佐藤さんがアイデアを出した、織機の音をイメージした帯

演奏に合わせ、自らがアイデアを出した帯を締めて歌う佐藤さん(京都市上京区)

演奏に合わせ、自らがアイデアを出した帯を締めて歌う佐藤さん(京都市上京区)

 東京パラリンピックの開会式で国歌を歌った全盲のシンガー・ソングライター佐藤ひらりさん(20)=東京都=が、西陣織の業者と共同で商品化した帯を着けて京都市内で歌声を披露した。

 佐藤さんは、京都市の西陣活性化事業の一環で、自ら考えた帯のアイデアを織物業者「秦流舎」(上京区)に提供。織機の音を心臓の鼓動に例え、動脈と静脈をイメージした模様を織り込んだ帯が出来上がった。

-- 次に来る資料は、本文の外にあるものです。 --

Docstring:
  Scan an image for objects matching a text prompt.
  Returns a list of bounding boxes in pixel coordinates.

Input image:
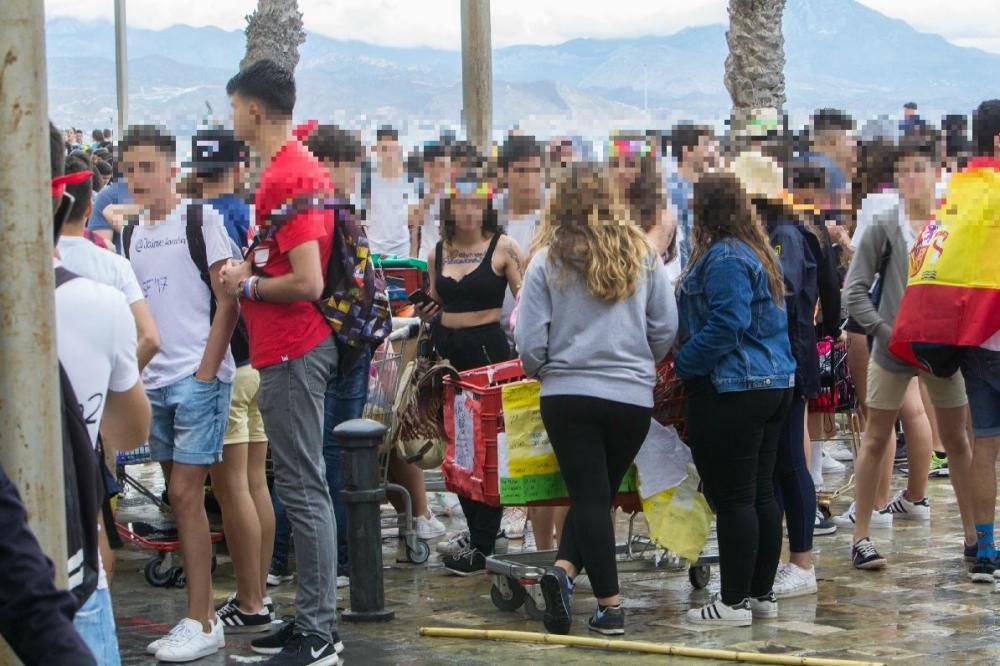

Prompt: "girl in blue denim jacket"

[674,173,795,626]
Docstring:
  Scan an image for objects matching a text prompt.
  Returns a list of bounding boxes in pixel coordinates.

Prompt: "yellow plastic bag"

[642,465,712,562]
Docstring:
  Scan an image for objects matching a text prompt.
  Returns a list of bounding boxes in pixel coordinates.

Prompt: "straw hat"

[730,150,789,203]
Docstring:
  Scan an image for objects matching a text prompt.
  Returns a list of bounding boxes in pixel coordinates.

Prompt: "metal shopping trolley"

[115,444,222,587]
[363,317,431,564]
[442,361,718,619]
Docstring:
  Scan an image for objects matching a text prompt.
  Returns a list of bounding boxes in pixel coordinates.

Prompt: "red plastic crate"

[653,354,687,441]
[441,360,525,506]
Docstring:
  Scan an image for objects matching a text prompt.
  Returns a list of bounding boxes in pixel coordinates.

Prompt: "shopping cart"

[442,359,718,619]
[809,337,861,518]
[363,317,431,564]
[115,444,222,587]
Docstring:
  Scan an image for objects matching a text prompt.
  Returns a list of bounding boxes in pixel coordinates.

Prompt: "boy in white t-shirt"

[409,143,451,261]
[58,155,160,370]
[120,125,239,661]
[365,127,416,257]
[50,127,150,666]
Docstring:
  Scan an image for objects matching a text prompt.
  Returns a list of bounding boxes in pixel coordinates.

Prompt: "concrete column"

[115,0,128,141]
[462,0,493,155]
[0,0,66,664]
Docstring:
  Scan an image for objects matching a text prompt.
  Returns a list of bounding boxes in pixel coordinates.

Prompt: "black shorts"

[432,323,511,372]
[844,317,865,335]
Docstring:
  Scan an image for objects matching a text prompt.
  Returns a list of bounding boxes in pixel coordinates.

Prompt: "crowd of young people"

[4,50,1000,666]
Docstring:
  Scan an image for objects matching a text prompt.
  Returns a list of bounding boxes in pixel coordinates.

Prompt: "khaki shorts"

[223,365,267,444]
[868,356,969,412]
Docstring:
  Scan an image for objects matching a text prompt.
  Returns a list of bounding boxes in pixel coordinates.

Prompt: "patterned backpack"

[256,197,392,376]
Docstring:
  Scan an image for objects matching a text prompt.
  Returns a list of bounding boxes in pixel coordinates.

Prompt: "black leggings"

[541,395,653,599]
[686,378,792,605]
[774,391,819,553]
[432,323,511,555]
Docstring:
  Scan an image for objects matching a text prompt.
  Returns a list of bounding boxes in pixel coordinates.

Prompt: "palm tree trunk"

[240,0,306,72]
[725,0,785,117]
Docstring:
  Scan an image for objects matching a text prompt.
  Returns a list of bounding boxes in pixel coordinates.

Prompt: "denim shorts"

[73,588,122,666]
[962,347,1000,437]
[146,375,233,465]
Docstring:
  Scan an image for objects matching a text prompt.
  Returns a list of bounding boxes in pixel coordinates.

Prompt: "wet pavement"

[112,444,1000,665]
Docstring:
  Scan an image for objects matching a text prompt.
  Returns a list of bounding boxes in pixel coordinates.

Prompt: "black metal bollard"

[334,419,396,622]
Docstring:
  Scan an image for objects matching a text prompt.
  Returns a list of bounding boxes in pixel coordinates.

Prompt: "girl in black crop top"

[419,174,526,575]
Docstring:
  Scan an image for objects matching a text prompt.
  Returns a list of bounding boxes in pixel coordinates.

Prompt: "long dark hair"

[613,134,677,262]
[441,197,501,245]
[685,171,785,309]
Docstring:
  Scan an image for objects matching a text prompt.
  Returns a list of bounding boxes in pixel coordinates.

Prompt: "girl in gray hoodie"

 2022年12月に上京区であった京都紫明ライオンズクラブの例会に招かれた佐藤さんは、デニムの着物に帯を合わせ、デザインのもとになったオリジナル曲「鼓動」など5曲を歌い上げた。知的障害のある人の通所施設「西陣工房」(北区)のメンバー9人のウクレレに合わせた歌も披露した。

 佐藤さんは「手触りがよく、目の見えない人にも気に入ってもらえる帯に仕上がった。締め心地がよく、歌いやすい」と話していた。